Ma veniamo all’ultima novità. Al netto di quanto sopra che, come minimo, suggerisce cautela, fa bene Schlein a non derogare – neppure con lui, che pure si era proposto di distruggere il Pd di cui fu segretario e cui deve la presidenza del Consiglio – al suo doppio motto: testardamente unitaria e nessun veto verso chicchessia. Massime nelle quali risuona l’eco degli slogan del tempo dell’Ulivo: «Uniti per unire» e «è escluso solo chi si esclude». Fu questa la ricetta vincente.

Ora come allora necessita un’alleanza larga e inclusiva che, per competere con chance di successo, deve mettere a punto un programma di governo, darsi delle regole di coalizione e domandare a chi vi partecipa di operare la scelta strategica di collocarsi stabilmente nel campo del centrosinistra alternativo alla destra. A Renzi come a Conte.

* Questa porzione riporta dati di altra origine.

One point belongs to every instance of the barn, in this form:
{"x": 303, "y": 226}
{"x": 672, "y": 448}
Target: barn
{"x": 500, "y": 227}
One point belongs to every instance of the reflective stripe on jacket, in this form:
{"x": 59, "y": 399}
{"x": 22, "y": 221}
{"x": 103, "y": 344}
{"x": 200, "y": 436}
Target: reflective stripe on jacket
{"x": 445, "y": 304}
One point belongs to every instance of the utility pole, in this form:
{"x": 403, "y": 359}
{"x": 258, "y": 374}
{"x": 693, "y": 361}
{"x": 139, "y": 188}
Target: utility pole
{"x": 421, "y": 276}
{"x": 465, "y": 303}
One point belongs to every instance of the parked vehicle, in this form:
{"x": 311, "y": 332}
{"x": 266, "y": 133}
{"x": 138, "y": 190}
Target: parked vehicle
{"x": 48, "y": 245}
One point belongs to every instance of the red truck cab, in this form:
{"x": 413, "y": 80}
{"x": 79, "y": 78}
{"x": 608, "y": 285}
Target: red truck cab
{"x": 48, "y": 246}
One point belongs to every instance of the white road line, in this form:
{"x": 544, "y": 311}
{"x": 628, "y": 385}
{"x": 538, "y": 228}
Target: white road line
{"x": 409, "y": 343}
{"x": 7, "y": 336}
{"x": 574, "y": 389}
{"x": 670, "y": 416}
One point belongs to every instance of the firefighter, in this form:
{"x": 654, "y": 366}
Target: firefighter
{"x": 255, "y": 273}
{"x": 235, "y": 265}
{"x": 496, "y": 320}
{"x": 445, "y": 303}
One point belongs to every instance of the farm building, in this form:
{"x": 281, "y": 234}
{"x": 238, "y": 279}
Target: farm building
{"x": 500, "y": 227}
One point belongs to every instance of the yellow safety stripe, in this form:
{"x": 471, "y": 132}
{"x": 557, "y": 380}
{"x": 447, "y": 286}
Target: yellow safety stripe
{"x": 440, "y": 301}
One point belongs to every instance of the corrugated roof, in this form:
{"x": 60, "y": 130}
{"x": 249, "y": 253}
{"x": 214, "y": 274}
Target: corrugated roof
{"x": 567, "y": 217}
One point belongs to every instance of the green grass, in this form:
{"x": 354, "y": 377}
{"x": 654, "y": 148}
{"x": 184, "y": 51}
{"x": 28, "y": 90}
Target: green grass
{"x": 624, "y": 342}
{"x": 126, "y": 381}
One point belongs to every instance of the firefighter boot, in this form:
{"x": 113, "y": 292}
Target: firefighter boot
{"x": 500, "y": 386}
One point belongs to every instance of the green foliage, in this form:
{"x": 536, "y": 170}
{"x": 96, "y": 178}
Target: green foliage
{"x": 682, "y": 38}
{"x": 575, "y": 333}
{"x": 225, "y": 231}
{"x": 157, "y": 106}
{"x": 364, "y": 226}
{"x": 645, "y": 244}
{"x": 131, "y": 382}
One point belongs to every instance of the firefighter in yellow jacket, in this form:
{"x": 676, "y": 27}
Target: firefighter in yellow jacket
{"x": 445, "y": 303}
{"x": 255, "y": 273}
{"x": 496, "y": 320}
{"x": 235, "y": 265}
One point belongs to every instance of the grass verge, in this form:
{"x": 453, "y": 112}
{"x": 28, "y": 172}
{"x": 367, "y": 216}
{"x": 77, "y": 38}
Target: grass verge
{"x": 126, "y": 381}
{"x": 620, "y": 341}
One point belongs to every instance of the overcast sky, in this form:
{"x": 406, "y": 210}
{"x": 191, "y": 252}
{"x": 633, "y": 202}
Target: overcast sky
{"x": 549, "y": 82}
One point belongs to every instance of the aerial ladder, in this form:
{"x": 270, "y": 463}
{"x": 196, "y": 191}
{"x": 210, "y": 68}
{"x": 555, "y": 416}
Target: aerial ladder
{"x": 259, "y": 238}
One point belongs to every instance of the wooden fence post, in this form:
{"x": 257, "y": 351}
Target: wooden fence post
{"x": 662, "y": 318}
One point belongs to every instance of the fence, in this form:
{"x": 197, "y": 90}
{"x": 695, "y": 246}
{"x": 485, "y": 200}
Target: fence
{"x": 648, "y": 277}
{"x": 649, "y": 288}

In questo orizzonte sarebbe certo utile il contributo di soggetti centristi idonei ad attrarre un elettorato moderato. Ma qui sta il punto: nel quadro di un bipolarismo che prescrive una scelta di campo inequivocabile.

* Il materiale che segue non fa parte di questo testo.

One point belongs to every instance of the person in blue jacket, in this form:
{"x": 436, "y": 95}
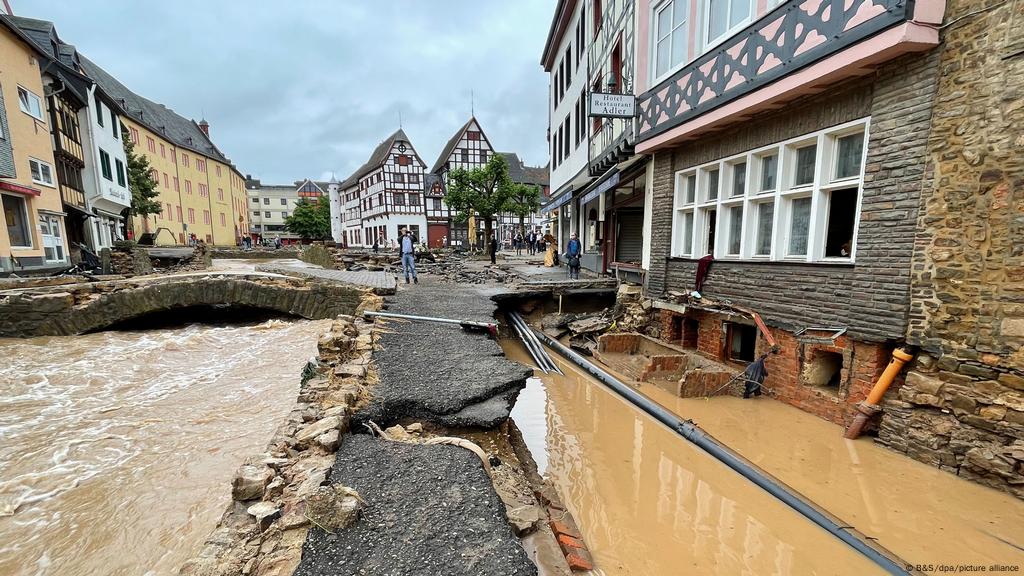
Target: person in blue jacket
{"x": 572, "y": 252}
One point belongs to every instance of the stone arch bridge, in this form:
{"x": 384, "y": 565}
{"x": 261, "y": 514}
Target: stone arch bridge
{"x": 88, "y": 306}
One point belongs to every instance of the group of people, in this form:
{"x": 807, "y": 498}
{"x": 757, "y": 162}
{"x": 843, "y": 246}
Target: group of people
{"x": 531, "y": 241}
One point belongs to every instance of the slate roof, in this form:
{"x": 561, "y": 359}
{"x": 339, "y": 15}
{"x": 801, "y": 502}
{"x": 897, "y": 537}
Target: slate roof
{"x": 376, "y": 158}
{"x": 521, "y": 173}
{"x": 160, "y": 119}
{"x": 453, "y": 141}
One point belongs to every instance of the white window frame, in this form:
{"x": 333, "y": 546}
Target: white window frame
{"x": 26, "y": 213}
{"x": 35, "y": 98}
{"x": 655, "y": 9}
{"x": 781, "y": 198}
{"x": 707, "y": 41}
{"x": 52, "y": 242}
{"x": 52, "y": 181}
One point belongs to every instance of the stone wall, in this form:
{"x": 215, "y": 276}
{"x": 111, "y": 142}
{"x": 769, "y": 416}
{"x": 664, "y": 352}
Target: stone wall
{"x": 86, "y": 307}
{"x": 869, "y": 298}
{"x": 791, "y": 371}
{"x": 963, "y": 407}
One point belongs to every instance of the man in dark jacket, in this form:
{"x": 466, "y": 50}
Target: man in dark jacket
{"x": 754, "y": 376}
{"x": 572, "y": 252}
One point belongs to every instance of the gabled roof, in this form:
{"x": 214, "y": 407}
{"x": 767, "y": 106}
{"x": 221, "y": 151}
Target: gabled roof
{"x": 453, "y": 141}
{"x": 563, "y": 13}
{"x": 43, "y": 37}
{"x": 377, "y": 157}
{"x": 158, "y": 118}
{"x": 521, "y": 173}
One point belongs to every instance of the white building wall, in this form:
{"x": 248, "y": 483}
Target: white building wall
{"x": 104, "y": 198}
{"x": 557, "y": 113}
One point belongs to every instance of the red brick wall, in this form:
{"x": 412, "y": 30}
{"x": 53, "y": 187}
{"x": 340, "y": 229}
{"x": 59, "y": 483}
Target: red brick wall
{"x": 862, "y": 363}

La svolta di Renzi, pur originata da uno stato di necessità e istinto di sopravvivenza dopo il conclamato fallimento di ogni velleità terzista, va vagliata. Nonostante tutto, a cominciare dall’estemporaneità della giravolta, deporrebbe a sostegno delle ragioni della diffidenza nei suoi confronti. (Un giornale ha titolato «Renzi a sinistra, trappola in vista»). Merita metterlo alla prova. Giusto non pretendere «prove d’amore», ma una cosa sì: lo stop all’ambiguità in tema di premierato assoluto che stravolge la democrazia parlamentare. Questione costituzionale dirimente.

Nel gioco delle parti tra i due fratelli coltelli Renzi e Calenda, si evidenzia un curioso paradosso. Per affidabilità e spessore, sarebbe semmai Calenda la figura più adeguata a interpretare l’anima liberale di un centrosinistra competitivo e di governo. Ma egli non ne vuole sapere, intestardendosi nel suo sterile, autoreferenziale terzismo. Una forma di autismo politico, perché la politica si nutre di relazioni e non disdegna le mediazioni. L’uomo trasmette cioè l’impressione – so che egli reagisce stizzito a chi gliela contesta – di difettare in radice di «vocazione politica».

L’opposto di Renzi che di «vocazione politica» dispone in dosi industriali. Solo merita domandarsi se ciò che di più e meglio qualifica la vocazione politica siano l’attitudine manovriera e lo spirito corsaro alla Ghino di Tacco.

È difficile non nutrire preoccupazione quando Renzi, con orgoglio, rivendica la nomea di consumato professionista delle manovre di palazzo, specializzato (ripeto: lo afferma letteralmente lui stesso) nel sabotare i governi. Non esattamente ciò di cui la sinistra ha bisogno. In tema essa già dispone di una sperimentata tradizione autolesionista. Eppure, su tutto, è giusto far prevalere il motto «uniti per unire». Come si dice in gergo pokeristico merita andare a vedere le carte.